Double Standards (Show Jumping Dreams ~ Book 20)
Page 9
“Mind if I tag along?” she said.
I just shrugged. What was I supposed to say, no? It was what I wanted to say but I already felt in a crabby mood. Being mean to Jess would make me feel better for about five seconds and then I knew I’d just feel even worse. So I kept my mouth shut, which was pretty hard when really all I wanted to do was ask her about Sandy. Had she really trained Jess at her farm or was that just another lie like the pregnant Trakehner?
We walked around the show rings, watching as the men weaved tractors around the jumps, pulling drags behind them. Almost everything was ready, everything except Bluebird and me. Jess didn’t talk and neither did I. There were probably things that she wanted to know as well. I was pretty sure that she had heard on the rumor mill that Hashtag was back at Fox Run. With people like Glory around who hung in the same circles as Jess’s sister Amber, there was no way that was going to be a secret I could keep forever.

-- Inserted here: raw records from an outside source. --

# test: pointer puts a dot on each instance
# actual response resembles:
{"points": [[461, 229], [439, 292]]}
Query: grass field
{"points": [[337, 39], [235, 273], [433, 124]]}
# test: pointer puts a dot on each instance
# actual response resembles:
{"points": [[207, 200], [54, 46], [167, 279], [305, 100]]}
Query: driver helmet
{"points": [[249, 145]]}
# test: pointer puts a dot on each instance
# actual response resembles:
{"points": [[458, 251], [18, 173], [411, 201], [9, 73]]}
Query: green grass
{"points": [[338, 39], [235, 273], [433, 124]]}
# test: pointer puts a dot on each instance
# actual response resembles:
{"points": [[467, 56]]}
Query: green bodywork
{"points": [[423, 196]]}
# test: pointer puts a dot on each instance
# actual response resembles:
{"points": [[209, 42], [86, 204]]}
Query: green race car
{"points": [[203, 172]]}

In fact I was surprised that she hadn’t asked me why he wasn’t here or gloated that she knew my father had bought a defective horse that wouldn’t jump anymore. But that would have been what the old Jess would have done. New Jess was much harder to predict.
We’d cooled out our horses and were about to part ways when I couldn’t stand it any longer and the words just sort of blurted out of my mouth.
“Do you know an evil, crazy trainer called Sandy Wilkinson?” I said, my words all running together.
CHAPTER FORTY ONE
Jess just looked at me for a moment. I thought she would say something cutting, some snide comment about how we’d stolen another of her trainers or how Sandy was a cast off that she didn’t want anyway but instead she just started to laugh.
“What’s so funny?” I said.
“I’m sorry.” She tried to stifle her giggles. “But Sandy Wilkinson is anything but a trainer and if she’s at your barn then you’ve got bigger problems than me.”
“What do you mean?” I said.
“She’s shady. Ask anyone. She lies and cheats and she’s stolen tack from a lot of barns in the area. I’m surprised you don’t already know.”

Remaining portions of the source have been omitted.